跳至主要內容

System Design Part – 4: Login & Sign up (Database design)

Design a login feature using Twitter as an example

The following design assumes that you’re not able to leverage database, so basically, you need to design a database by your own to implement data storage and rollback etc features.

Scenario:

  1. Register/Update/Remove – All about user
  2. Login/Logout – All about session
  3. Balance/Membership – All about payment

Necessary – Register

Ask:

  • Total users: 100,000,000
  • Daily active users: 1,000,000

Predict:

  • Daily active users in three months = 1,000,000 * 2 = 2,000,000
  • Register rate = 1%
  • Daily new register users = 2,000,000 * 1% = 20,000

Necessary – Login frequency

Predict:

  • Login percentage = 15%
  • Average login time = 1.2
  • Daily login time = 2,000,000 * 15% * 1.2 = 360,000
  • Average login frequency = 360,000 / 24hrs = 1,800,000/24/60/60 = 4.2/s
  • Normal login frequency = 4.2 * 2 = 8.4/s
  • Peak login frequency = 8.4 * 5 = 42/s

Application

Kilobit

Data – User V1:

class User {
   int userId // Primary key
   string name
   string password // salted
}
class UserTable {
   vector<User> table

   fun insert()
   fun delete()
   fun update()
   fun select()
}

Data – User V2:

Interviewer: how to support ban and delete?

State lifecycle graph
class User {
   int userId // Primary key
   char name[20]
   char password[20] // salted
   int status
}
class UserTable {
   vector<User> table

   fun insert()
   fun delete()
   fun update()
   fun select()
}

Data – User V3:

Interviewer:

  • A user will logout automatically after a period of time
  • A user can login from multiple devices at the same time
Session lifecycle graph V1

A session refers to a period of interaction between a user and a computer system or between two communicating computer systems.

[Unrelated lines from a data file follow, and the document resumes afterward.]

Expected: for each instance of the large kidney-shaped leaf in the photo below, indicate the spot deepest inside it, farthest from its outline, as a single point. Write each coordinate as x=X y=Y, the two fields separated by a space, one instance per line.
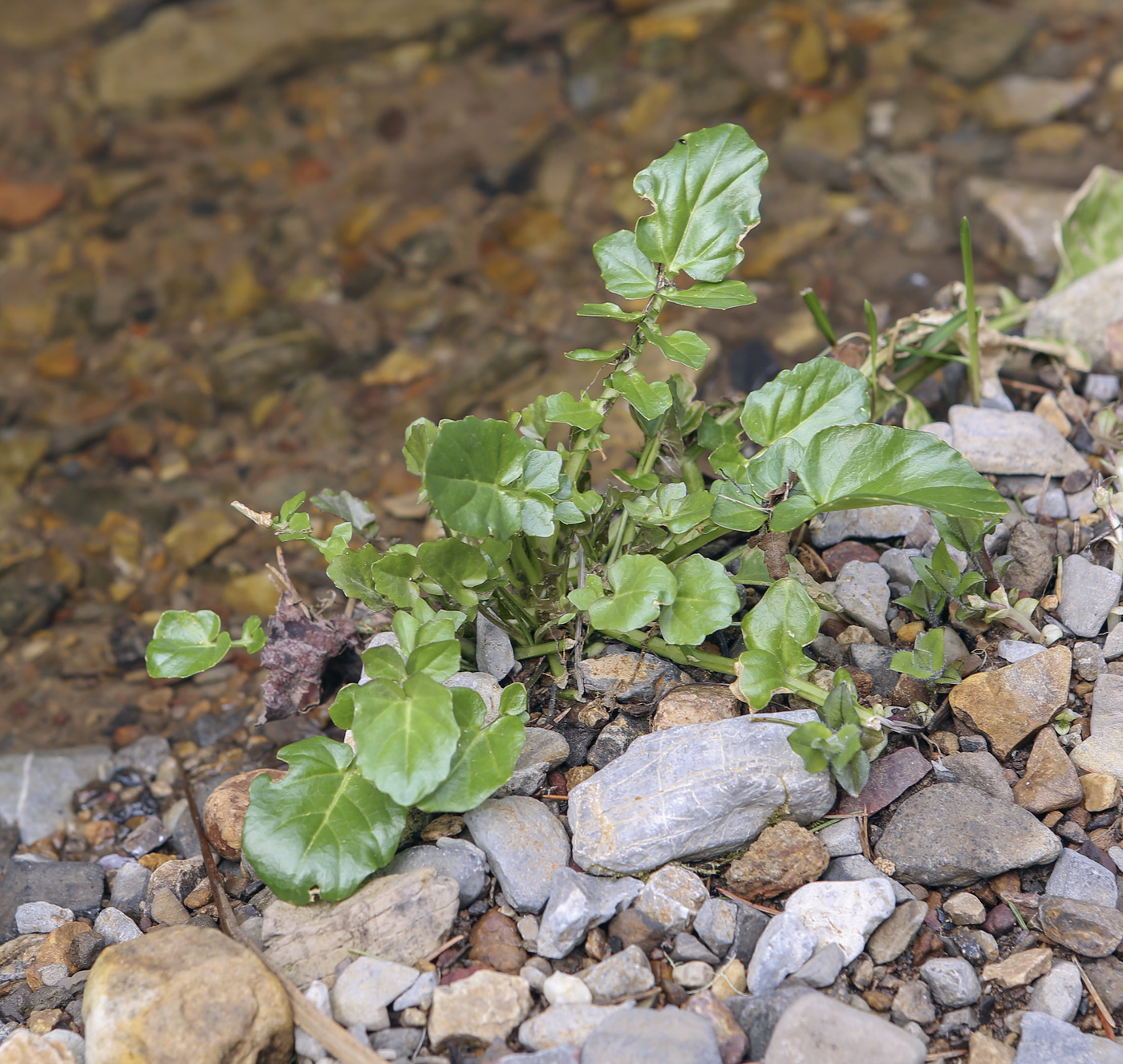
x=468 y=474
x=642 y=586
x=322 y=827
x=705 y=601
x=483 y=763
x=867 y=465
x=705 y=192
x=406 y=735
x=800 y=402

A user can have multiple sessions when he/she logins from different devices at the same time.


Session lifecycle graph V
2
class User {
   int userId // Primary key
   char name[20]
   char password[20] // salted
   int status
   vector<Session> sessionList
}
class Session {
   int sessionId
   int userId
   int deviceCode
   time_t timeOut
}
class UserTable {
   vector<User> table

   fun insert()
   fun delete()
   fun update()
   fun select()
}

The sessionList can be updated frequently; however, based on the current design, it may be time consuming to find a specific session.

Data – User V4:

To solve the concern from the previous version, we can create a new table for storing sessions.

class User {
   int userId // Primary key
   char name[20]
   char password[20] // salted
   int status
   vector<Session> sessionList
}
class Session {
   int sessionId // Primary key
   int userId
   int deviceCode
   time_t timeOut
}
class UserTable {
   vector<User> table

   fun insert()
   fun delete()
   fun update()
   fun select()
}
class SessionTable {
   vector<Session> table

   fun insert()
   fun delete()
   fun update()
   fun select()
}

Data – User V5:

If we abstract the concept from previous version, then each row can be a record. By compositing rows, we can get UserTable and SessionTable

class Table {
   vector<Row*> table

   fun insert()
   fun delete()
   fun update()
   fun select()
}
class UserTable: Table {}

class SessionTable: Table {}
class Row {
   vector<Attribute*> row
}
class User: Row {}

class Session: Row {}

Interviewer:

  • the name of the user whose userId = 21?
  • the users whose userIds are within [4, 20]?

How to find the name of the user whose userId = 21?

Based on our current design, it need to loop through the records. Therefore, the time complexity is O(n)

How to speed up?

We can set index with hash. Hash the userId to build a hash table to look up. Via this approach the lookup time will be O(1).

How to find the users whose userIds are within [4, 20]?

It’s a challenage to do range query via hash table that we demostrate in the previous question.

We can try to leverage other data structure such as Binary Search Tree.

Complexity:

  • Space: O(n)
  • Time of insert: O(log n)
  • Time of delete: O(log n)

Disadvantages:

In real world, B+Tree is a better solution. What’s B+Tree?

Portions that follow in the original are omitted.